Consider this comparison: - System Prompt: You are a chef. - Context Engineering: You are a French-trained chef cooking for a vegan who is allergic to nuts, hates mushrooms, has only 20 minutes to eat, and just ran a marathon.

The second instruction provides vastly more context, enabling the AI to generate a much more relevant and useful recipe.

A Shift from Wordsmithing to System Thinking

Prompt engineering is often a "local skill"—tweaking words and phrases until you get the desired output. Context engineering is a "global skill." It involves designing the entire system around the AI.

You must ask yourself: - What information does the model truly need? - What should it remember from previous interactions? - What should be left out to avoid confusion? - What subsequent steps will follow this interaction?

This approach encourages the system to "think" in the right direction before any specific question is even asked.

Mastering the Context Window

Every AI model has a context window—a limited chunk of memory it can access at any given moment. Context engineering is the craft of carefully packing this window with high-value, relevant information, leaving no room for fluff.

It’s like packing a bag for a long hike: - Take too little: You'll get lost and receive vague, unhelpful answers. - Take too much: The bag is too heavy to carry, and the model gets bogged down by the limited context window size.

Context Engineering in Practice: A Legal Contract Example

Imagine a tool designed to help freelance designers review legal contracts. A user uploads a 15-page PDF and asks, "Is this contract fair?" The word "fair" is highly subjective and depends on numerous factors.

A Simple Prompt Approach: - Prompt: You are a legal expert. Read this contract and tell me if it's fair. - Result: The LLM, lacking specific context about what "fair" means for a freelance designer, would likely provide a generic and unhelpful answer.

A Context Engineering Approach: Here, you would prepare a rich context package for the LLM before it analyzes the document: - System Instructions: A guide on how to review contracts specifically for freelance designers. - User Profile: "First-time client, highly concerned about payment schedules and IP rights." - Conversation History: Notes from previous interactions about asset protection. - Document Summary: A pre-processed summary highlighting key clauses. - Examples: Several examples of both "fair" and "unfair" clauses commonly found in design contracts.

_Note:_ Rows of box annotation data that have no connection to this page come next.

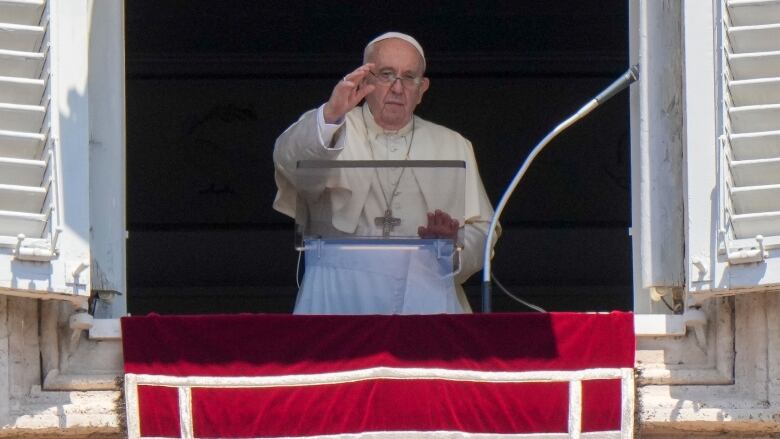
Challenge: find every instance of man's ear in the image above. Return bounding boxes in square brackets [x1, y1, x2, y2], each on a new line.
[417, 77, 431, 104]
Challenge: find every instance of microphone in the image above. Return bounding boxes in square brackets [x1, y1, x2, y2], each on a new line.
[482, 65, 639, 313]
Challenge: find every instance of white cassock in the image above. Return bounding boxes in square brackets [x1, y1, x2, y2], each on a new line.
[274, 105, 493, 314]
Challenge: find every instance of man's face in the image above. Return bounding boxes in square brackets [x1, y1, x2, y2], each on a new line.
[366, 38, 430, 130]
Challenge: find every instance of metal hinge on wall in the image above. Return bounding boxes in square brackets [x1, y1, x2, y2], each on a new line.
[720, 230, 769, 265]
[14, 228, 62, 262]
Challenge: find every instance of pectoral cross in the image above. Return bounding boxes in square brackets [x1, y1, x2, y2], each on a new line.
[374, 209, 401, 236]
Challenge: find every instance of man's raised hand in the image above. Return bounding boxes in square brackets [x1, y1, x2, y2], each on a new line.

This method combines system prompts, few-shot learning, and memory to create a powerful, specialized tool.

The Art and Science of Context Engineering

This discipline is both a science and an art.

The Science (Technical Aspects): - Selecting the most relevant information. - Trimming unnecessary details to save space. - Compressing information to optimize token usage.

The Art (Intuitive Aspects): - Developing a feel for what the model needs to perform well. - Sensing when to add more context or when to simplify. - Balancing the level of detail with overall clarity.

Beyond Prompts: Building Systems

As Karpathy puts it, "You prompt an LLM to tell you why the sky is blue, but apps build context for LLMs to solve their custom task."

The job is no longer just about crafting the perfect prompt. It's about designing the entire system that allows the AI to function effectively. This system includes: - What the model sees: Carefully selected, relevant information. - What it remembers: Key points and summaries from past interactions. - Tools it can use: Access to external functions or data sources. - Guardrails: The constraints and rules it must operate within.

This is how we transform AI from a clever toy into an indispensable tool.

The Future is Context-Driven

The future of AI interaction runs on context. It is the invisible foundation that makes AI feel truly intelligent, transforming it from a simple chatbot into a collaborative teammate.

While the prompt may be the tip of the iceberg, the context is everything underneath that makes a meaningful response possible. Context engineering is the discipline of building that foundation, and it's a skill that will only become more critical as AI continues to evolve.